On Apr 16, 2021, at 10:45 AM, Ethin Probst <harlydavidsen@gmail.com> wrote:

Yes, three APIs (maybe like this) would work well:
- Start, Stop: begin playback of a stream
- SetVolume, GetVolume, Mute, Unmute: control volume of output and enable muting
- CreateStream, ReleaseStream, SetStreamSampleRate: Control sample
rate of stream (but not sample format since Signed 16-bit PCM is
enough)
Marvin, how do you suggest we make the events then? We need some way
of notifying the caller that the stream has concluded. We could make
the driver create the event and pass it back to the caller as an
event, but you'd still have dangling pointers (this is C, after all).
We could just make a IsPlaying() function and WaitForCompletion()
function and allow the driver to do the event handling -- would that
work?


Ethin,

I can adapt my example from earlier in the thread for how to do async EFI APIs. 

/**
  The struct of Audio Token.
**/
typedef struct {

  ///
  /// Event will be signaled when the read audo has been played.
  /// If only synchronous playback is supported the Event must still get signaled. 
  ///
  EFI_EVENT               Event;

  ///
  /// Defines whether or not the signaled event encountered an error.
  ///
  EFI_STATUS              TransactionStatus;
} CODE_FIRST_HDA_AUDIO_TOKEN;

/**
  Play synchronous or asynchronous audio.
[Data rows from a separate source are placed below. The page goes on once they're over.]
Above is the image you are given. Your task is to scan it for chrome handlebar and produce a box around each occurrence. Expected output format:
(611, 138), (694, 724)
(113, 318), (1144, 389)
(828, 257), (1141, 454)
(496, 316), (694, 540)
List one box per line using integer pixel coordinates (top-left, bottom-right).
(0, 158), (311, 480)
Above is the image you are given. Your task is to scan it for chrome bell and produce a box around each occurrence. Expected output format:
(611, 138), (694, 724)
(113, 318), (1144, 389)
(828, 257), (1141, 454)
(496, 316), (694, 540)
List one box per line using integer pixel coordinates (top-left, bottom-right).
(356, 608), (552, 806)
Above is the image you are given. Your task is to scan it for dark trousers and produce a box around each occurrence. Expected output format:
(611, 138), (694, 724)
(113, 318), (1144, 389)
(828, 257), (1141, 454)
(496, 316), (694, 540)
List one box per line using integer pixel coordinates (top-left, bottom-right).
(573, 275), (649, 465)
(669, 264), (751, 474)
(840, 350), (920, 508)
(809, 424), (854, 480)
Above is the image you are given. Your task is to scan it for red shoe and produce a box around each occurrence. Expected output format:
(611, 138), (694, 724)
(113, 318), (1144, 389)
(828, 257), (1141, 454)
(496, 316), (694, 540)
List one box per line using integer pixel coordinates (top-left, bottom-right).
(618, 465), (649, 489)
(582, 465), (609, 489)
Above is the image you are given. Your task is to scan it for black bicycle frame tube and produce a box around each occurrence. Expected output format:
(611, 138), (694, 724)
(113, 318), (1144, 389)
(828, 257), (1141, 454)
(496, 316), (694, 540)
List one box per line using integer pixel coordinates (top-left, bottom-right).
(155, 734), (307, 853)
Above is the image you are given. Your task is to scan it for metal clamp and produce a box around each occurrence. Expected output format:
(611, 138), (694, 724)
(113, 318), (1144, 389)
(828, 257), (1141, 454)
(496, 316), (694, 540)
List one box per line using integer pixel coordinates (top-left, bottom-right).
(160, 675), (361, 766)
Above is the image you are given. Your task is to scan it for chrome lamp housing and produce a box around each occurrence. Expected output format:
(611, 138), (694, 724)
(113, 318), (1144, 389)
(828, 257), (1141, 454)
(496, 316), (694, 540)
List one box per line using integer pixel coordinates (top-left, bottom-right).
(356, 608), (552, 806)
If Token is passed in the audio is played
  asynchronously, if Token is NULL then this call blocks until the Audio is complete. 
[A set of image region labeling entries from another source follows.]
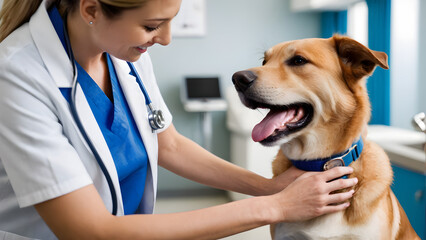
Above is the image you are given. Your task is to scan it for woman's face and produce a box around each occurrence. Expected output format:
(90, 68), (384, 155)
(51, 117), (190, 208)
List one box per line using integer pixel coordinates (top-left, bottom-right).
(93, 0), (181, 62)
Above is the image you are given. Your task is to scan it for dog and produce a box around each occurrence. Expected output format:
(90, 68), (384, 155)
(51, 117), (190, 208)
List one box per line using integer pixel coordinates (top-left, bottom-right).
(232, 35), (420, 240)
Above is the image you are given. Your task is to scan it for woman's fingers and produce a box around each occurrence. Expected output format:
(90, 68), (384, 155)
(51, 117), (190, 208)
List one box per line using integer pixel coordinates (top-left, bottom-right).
(326, 190), (355, 206)
(327, 178), (358, 192)
(322, 167), (354, 182)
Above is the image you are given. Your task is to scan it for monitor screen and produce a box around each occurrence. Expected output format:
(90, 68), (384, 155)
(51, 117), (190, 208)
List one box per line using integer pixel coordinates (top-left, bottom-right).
(186, 77), (221, 99)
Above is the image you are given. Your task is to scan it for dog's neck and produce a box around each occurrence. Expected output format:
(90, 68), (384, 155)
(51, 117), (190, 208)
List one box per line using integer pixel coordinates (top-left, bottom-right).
(289, 137), (364, 172)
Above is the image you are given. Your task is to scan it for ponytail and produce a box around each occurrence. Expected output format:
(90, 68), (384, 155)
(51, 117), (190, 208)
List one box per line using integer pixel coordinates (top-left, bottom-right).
(0, 0), (43, 42)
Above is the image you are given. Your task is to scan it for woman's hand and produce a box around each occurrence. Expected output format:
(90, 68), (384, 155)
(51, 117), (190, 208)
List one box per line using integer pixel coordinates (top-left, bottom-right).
(264, 166), (306, 195)
(271, 167), (358, 222)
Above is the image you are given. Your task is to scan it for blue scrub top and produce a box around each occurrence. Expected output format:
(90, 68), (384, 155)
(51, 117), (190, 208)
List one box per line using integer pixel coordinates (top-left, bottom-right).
(49, 7), (149, 215)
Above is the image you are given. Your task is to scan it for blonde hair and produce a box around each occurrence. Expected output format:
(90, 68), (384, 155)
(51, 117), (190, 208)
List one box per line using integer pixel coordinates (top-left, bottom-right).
(0, 0), (149, 42)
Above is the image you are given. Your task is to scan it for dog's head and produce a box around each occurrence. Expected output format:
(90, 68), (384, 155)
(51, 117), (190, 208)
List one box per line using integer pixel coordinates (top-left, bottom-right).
(232, 35), (388, 158)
  @param[in]      This         A pointer to the CODE_FIRST_HDA_AUDIO_PROTOCOL instance.
  @param[in, out] Token        A pointer to the token associated with the transaction.
                               If NULL this functions blocks until audio play back is complete.

  @retval EFI_SUCCESS           The audio started playing. 
  @retval EFI_OUT_OF_RESOURCES  The request could not be completed due to a lack of resources.
  @retval EFI_INVALID_PARAMETER One or more parameters are invalid.

**/
typedef
EFI_STATUS
(EFIAPI *CODE_FIRST_HDA_AUDIO_PROTOCOL_PLAY_STREAM)(
  IN     CODE_FIRST_HDA_AUDIO_PROTOCOL   *This,
  IN OUT CODE_FIRST_HDA_AUDIO_TOKEN      *Token     OPTIONAL
  );


You can fake out the asynchronous interface in your synchronous flow by ….


if (Token != NULL) {
  Token->TransactionStatus = Status;  // return value from sync call
  gBS->SignalEvent (Token->Event);
}

This just gives the caller the experience that the event was signaled before the call returned, which is legal for an async API. 
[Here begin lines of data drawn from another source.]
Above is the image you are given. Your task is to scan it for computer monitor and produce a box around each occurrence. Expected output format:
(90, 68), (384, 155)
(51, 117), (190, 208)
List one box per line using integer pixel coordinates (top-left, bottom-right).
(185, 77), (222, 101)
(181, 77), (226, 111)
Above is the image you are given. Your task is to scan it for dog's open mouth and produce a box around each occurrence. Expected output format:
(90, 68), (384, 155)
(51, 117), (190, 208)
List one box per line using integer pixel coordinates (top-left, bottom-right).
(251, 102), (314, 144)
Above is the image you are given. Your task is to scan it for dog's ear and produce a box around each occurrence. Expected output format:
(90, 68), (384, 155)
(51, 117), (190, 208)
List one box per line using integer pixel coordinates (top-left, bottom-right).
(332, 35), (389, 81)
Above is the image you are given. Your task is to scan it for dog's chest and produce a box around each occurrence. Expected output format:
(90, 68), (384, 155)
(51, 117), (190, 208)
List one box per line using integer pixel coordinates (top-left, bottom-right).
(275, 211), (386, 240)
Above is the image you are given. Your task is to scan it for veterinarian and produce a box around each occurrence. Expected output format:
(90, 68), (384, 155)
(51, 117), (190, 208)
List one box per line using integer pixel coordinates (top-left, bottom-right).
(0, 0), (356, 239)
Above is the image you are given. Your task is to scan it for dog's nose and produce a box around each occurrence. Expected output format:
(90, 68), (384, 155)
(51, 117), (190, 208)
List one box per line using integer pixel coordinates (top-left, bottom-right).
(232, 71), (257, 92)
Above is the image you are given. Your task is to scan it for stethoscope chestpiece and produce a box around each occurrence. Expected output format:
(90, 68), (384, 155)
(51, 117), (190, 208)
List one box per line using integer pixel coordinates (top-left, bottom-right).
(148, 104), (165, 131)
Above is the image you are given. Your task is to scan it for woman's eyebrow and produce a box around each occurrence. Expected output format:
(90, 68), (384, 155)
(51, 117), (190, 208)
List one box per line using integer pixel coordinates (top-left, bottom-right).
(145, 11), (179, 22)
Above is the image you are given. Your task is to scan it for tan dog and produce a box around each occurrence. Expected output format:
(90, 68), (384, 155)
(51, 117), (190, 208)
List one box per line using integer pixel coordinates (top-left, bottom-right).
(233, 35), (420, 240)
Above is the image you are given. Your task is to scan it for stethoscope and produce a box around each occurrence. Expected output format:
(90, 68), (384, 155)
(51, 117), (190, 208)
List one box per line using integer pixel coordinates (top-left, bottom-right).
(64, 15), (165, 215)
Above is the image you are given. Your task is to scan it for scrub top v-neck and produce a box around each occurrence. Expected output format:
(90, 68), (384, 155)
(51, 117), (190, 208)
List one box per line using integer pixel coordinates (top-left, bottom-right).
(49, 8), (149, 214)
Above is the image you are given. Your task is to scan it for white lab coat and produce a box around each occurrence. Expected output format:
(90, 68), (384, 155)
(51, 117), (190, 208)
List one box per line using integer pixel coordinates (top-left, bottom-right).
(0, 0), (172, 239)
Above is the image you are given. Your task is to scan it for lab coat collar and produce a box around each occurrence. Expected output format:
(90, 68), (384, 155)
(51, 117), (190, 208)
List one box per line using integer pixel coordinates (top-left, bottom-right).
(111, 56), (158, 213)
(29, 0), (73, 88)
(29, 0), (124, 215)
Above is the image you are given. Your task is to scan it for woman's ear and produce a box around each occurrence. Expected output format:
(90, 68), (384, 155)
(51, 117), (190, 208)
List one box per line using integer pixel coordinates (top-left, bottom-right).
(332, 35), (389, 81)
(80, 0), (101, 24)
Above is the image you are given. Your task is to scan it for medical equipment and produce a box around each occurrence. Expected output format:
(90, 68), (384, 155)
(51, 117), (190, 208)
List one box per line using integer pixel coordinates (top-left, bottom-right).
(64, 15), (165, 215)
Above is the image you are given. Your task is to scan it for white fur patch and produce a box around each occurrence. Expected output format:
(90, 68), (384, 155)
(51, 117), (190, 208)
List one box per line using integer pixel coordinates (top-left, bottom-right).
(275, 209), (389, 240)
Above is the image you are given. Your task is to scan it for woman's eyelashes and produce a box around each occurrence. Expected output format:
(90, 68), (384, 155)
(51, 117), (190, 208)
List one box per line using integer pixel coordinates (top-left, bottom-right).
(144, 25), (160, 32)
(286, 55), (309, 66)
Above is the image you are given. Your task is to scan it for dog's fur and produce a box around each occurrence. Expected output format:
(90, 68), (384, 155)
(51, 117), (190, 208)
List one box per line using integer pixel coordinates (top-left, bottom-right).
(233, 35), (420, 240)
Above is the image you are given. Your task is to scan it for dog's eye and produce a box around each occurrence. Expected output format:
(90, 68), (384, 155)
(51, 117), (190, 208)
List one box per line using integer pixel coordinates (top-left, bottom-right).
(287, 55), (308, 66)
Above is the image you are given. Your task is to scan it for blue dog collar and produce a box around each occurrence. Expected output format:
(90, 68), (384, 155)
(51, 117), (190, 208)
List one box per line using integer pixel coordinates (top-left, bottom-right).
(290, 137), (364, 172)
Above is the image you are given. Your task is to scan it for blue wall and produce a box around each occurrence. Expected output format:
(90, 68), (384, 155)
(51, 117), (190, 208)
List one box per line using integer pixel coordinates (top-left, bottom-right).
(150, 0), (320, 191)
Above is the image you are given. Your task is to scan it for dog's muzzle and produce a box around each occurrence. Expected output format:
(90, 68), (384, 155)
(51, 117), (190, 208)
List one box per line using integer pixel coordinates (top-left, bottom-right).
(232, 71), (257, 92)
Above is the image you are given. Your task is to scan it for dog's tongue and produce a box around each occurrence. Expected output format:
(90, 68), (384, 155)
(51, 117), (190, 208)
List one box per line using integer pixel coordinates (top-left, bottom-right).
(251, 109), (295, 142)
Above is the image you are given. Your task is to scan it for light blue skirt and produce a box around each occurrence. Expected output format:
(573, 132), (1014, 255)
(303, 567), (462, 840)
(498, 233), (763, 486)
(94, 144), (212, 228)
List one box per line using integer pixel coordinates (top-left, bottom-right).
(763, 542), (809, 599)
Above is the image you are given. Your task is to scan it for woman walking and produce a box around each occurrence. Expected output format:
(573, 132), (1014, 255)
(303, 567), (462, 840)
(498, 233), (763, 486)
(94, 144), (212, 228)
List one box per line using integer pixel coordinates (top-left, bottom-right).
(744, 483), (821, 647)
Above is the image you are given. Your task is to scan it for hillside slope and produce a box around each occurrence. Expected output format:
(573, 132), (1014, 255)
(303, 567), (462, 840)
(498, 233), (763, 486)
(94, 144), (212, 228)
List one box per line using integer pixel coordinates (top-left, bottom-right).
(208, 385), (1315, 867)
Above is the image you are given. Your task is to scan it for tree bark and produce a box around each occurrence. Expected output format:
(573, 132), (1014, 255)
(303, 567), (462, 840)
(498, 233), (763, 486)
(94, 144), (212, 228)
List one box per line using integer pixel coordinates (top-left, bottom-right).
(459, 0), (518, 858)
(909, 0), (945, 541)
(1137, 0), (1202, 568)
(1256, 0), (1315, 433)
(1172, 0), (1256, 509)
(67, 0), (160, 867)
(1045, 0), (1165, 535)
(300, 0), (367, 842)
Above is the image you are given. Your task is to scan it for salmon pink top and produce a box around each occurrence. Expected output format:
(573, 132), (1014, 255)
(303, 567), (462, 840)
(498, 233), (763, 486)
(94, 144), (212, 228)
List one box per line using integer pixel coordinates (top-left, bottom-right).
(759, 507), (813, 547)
The caller allocates a CODE_FIRST_HDA_AUDIO_TOKEN and creates an Event that has an associated callback function. Then calls gAudio->PlayStream (gAudio, Token); and the callers callback function fires when the audio stream completes. 

Thanks,

Andrew Fish

On 4/16/21, Andrew Fish <afish@apple.com> wrote:


On Apr 16, 2021, at 4:34 AM, Leif Lindholm <leif@nuviainc.com> wrote:

Hi Ethin,

I think we also want to have a SetMode function, even if we don't get
around to implement proper support for it as part of GSoC (although I
expect at least for virtio, that should be pretty straightforward).


Leif,

I’m think if we have an API to load the buffer and a 2nd API to play the
buffer an optional 3rd API could configure the streams.

It's quite likely that speech for UI would be stored as 8kHz (or
20kHz) in some systems, whereas the example for playing a tune in GRUB
would more likely be a 44.1 kHz mp3/wav/ogg/flac.

For the GSoC project, I think it would be quite reasonable to
pre-generate pure PCM streams for testing rather than decoding
anything on the fly.

Porting/writing decoders is really a separate task from enabling the
output. I would much rather see USB *and* HDA support able to play pcm
streams before worrying about decoding.


I agree it might turn out it is easier to have the text to speech code just
encode a PCM directly.

Thanks,

Andrew Fish

/
  Leif

On Fri, Apr 16, 2021 at 00:33:06 -0500, Ethin Probst wrote:
Thanks for that explanation (I missed Mike's message). Earlier I sent
a summary of those things that we can agree on: mainly, that we have
mute, volume control, a load buffer, (maybe) an unload buffer, and a
start/stop stream function. Now that I fully understand the
ramifications of this I don't mind settling for a specific format and
sample rate, and signed 16-bit PCM audio is, I think, the most widely
used one out there, besides 64-bit floating point samples, which I've
only seen used in DAWs, and that's something we don't need.
Are you sure you want the firmware itself to handle the decoding of
WAV audio? I can make a library class for that, but I'll definitely
need help with the security aspect.

On 4/16/21, Andrew Fish via groups.io <afish=apple.com@groups.io> wrote:


On Apr 15, 2021, at 5:59 PM, Michael Brown <mcb30@ipxe.org> wrote:

On 16/04/2021 00:42, Ethin Probst wrote:
Forcing a particular channel mapping, sample rate and sample format
on
everyone would complicate application code. From an application point
of view, one would, with that type of protocol, need to do the
following:
1) Load an audio file in any audio file format from any storage
mechanism.
2) Decode the audio file format to extract the samples and audio
metadata.
3) Resample the (now decoded) audio samples and convert (quantize)
the
audio samples into signed 16-bit PCM audio.
4) forward the samples onto the EFI audio protocol.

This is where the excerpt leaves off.